# 6 Exos in NYC



## randommind (Sep 14, 2010)

So, I have been searching online for a 24" wide Exo and came across this deal in NYC....Thought one of you guys up North might appreciate a heads up.

For Sale 6 Exo Terras Terrariums with fixtures and extras for $150 - FaunaClassifieds

Copy of ad:

6 Exo Terras Terrariums with fixtures and extras for $150 

--------------------------------------------------------------------------------

If this ad is still up it mean that ALL of them are STILL AVAILABLE.

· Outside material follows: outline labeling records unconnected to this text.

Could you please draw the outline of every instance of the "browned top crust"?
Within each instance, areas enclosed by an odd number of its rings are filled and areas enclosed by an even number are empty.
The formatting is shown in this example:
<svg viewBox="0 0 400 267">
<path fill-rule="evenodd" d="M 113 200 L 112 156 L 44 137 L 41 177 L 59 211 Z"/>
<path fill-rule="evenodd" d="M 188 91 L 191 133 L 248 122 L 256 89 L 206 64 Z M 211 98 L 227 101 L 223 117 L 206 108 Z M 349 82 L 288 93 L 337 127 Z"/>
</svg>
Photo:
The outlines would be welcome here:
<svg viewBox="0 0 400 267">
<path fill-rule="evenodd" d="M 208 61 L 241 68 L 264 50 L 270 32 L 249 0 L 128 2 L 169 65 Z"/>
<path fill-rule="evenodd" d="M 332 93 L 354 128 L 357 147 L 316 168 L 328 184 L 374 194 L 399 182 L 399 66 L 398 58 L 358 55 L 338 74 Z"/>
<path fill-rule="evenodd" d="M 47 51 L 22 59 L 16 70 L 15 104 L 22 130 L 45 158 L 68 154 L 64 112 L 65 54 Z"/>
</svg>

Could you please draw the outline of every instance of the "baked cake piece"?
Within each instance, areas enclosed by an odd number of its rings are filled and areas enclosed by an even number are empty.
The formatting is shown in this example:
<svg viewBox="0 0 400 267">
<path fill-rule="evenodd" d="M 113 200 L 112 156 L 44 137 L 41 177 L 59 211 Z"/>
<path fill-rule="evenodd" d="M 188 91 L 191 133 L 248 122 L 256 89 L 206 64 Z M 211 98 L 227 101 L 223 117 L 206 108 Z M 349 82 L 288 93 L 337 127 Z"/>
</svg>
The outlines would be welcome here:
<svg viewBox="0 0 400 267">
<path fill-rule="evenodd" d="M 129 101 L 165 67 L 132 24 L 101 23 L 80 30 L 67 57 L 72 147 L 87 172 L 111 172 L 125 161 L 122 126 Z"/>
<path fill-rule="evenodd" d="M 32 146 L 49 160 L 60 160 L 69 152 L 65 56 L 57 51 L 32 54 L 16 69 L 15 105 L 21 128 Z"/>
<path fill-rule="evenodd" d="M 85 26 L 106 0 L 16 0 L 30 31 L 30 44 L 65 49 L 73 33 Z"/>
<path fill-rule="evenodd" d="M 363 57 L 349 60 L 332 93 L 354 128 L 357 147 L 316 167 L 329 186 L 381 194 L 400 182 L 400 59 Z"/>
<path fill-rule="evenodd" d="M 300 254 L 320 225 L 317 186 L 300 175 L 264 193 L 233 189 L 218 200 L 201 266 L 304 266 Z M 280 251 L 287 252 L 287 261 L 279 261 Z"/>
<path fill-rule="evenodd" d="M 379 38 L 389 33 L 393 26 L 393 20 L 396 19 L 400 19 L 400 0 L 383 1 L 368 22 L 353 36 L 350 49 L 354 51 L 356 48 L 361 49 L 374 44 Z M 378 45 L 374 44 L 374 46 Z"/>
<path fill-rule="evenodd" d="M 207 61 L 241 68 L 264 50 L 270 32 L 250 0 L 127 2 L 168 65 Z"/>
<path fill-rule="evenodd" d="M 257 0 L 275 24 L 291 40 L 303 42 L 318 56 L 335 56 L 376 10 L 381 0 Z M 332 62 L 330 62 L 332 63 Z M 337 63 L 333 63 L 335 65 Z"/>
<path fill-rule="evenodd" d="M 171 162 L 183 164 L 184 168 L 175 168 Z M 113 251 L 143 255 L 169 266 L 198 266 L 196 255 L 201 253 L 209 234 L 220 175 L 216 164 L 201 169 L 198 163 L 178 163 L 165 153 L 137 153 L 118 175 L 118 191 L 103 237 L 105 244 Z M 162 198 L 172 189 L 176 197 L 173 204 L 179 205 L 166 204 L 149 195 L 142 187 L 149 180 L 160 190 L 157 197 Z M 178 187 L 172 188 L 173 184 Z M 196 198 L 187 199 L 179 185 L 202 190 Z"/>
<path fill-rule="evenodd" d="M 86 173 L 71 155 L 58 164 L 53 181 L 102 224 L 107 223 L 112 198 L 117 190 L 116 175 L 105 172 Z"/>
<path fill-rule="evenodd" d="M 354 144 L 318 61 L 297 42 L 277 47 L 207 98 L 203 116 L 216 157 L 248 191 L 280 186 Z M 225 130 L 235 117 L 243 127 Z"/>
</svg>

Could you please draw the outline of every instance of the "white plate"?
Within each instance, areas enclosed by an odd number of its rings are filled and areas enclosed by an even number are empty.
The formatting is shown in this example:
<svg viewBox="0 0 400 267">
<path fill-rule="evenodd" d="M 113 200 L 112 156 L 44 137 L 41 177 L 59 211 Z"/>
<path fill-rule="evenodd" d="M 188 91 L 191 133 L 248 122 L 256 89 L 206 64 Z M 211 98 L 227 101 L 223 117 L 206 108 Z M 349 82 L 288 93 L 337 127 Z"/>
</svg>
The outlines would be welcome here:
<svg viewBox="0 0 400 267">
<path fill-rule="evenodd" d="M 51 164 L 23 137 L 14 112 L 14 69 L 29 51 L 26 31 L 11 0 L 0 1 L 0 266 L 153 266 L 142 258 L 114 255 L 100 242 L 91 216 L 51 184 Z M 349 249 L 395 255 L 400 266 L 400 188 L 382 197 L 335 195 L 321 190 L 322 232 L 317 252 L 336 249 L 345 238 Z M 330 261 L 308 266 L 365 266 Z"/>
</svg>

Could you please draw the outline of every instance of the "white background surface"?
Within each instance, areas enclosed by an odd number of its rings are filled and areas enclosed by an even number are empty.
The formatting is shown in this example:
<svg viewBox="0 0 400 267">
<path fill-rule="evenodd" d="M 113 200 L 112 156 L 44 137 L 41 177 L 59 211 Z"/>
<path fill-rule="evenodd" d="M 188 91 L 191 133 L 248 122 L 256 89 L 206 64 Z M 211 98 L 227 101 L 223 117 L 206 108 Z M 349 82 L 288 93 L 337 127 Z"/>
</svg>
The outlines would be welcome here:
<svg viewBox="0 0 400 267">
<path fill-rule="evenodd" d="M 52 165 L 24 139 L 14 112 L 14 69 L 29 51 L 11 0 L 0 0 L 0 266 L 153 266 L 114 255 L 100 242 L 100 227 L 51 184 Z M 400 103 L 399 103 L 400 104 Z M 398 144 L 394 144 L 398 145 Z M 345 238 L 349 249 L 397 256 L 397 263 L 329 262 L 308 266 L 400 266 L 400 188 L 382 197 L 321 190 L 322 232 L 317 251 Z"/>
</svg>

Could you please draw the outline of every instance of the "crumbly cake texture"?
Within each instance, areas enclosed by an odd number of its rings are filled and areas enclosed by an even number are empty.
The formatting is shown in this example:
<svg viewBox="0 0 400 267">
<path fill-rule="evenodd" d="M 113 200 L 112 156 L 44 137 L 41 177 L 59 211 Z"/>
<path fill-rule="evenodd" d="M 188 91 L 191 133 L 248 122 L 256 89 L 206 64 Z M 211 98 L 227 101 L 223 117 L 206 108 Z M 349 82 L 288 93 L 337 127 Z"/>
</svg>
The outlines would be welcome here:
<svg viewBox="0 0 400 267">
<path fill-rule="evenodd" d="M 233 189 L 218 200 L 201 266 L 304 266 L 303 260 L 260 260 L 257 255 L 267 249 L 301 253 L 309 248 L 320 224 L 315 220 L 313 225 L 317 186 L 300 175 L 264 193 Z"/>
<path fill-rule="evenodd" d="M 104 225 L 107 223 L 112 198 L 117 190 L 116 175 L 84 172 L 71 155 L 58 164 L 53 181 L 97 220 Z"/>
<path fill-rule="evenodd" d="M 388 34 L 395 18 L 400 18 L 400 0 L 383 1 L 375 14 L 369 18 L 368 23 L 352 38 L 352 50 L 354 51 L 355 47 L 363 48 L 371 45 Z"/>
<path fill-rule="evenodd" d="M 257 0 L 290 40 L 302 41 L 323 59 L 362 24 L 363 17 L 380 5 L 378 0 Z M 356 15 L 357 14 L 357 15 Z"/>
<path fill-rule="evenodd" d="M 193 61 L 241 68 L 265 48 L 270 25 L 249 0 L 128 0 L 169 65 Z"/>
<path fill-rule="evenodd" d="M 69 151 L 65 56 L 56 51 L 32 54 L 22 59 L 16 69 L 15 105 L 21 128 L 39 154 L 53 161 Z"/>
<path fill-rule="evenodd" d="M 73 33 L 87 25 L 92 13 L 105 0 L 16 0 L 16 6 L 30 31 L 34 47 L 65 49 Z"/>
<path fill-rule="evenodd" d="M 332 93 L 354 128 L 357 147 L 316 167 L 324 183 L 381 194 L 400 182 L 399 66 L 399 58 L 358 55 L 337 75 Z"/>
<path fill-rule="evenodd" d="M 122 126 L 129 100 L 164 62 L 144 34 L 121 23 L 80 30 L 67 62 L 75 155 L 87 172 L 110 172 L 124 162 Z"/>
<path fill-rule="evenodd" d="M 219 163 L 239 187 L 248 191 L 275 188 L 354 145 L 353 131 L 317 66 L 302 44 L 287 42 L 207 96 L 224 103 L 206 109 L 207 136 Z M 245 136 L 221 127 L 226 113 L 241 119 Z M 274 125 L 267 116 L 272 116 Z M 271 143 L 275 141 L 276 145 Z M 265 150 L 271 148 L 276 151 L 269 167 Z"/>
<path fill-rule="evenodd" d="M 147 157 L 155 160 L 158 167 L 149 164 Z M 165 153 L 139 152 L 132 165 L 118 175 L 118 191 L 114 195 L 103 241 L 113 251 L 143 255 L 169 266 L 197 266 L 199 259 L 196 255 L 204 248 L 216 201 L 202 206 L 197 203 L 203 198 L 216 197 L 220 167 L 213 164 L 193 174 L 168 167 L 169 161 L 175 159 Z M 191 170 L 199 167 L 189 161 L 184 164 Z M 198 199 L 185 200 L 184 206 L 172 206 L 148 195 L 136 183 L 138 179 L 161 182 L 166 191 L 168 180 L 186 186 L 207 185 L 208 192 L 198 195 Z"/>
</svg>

Im selling my Exo Terra Terrariums. Most got about a month use, if that.
4- 12x12x18 w/ light fixture (no bulb)
1- 12x12x12 w/ light fixture (no bulb) 
1- 24x18x18 w/ light fixture (no bulb)

PICK UP ONLY. Serious buyers only.
$150 for everything, Group sell only.
For more info please email me @ [email protected]
Thanks


----------



## B-NICE (Jul 15, 2011)

Appreciate, the heads up.


----------



## frog dude (Nov 11, 2011)

Darn, I really wish I were closer. And if I were closer, I wish I would have the money to buy them.


----------



## mfsidore (Oct 10, 2012)

Same here I wish I were closer and I wish I had saw this sooner I live in Brock port ny and have been looking for a " lot" of terrariums.


----------



## jejton (Sep 3, 2006)

This thread is a year old but thanks for the tease.


----------



## Evil_Demos (Feb 3, 2013)

At first I was like  then I was like , now I'm like


----------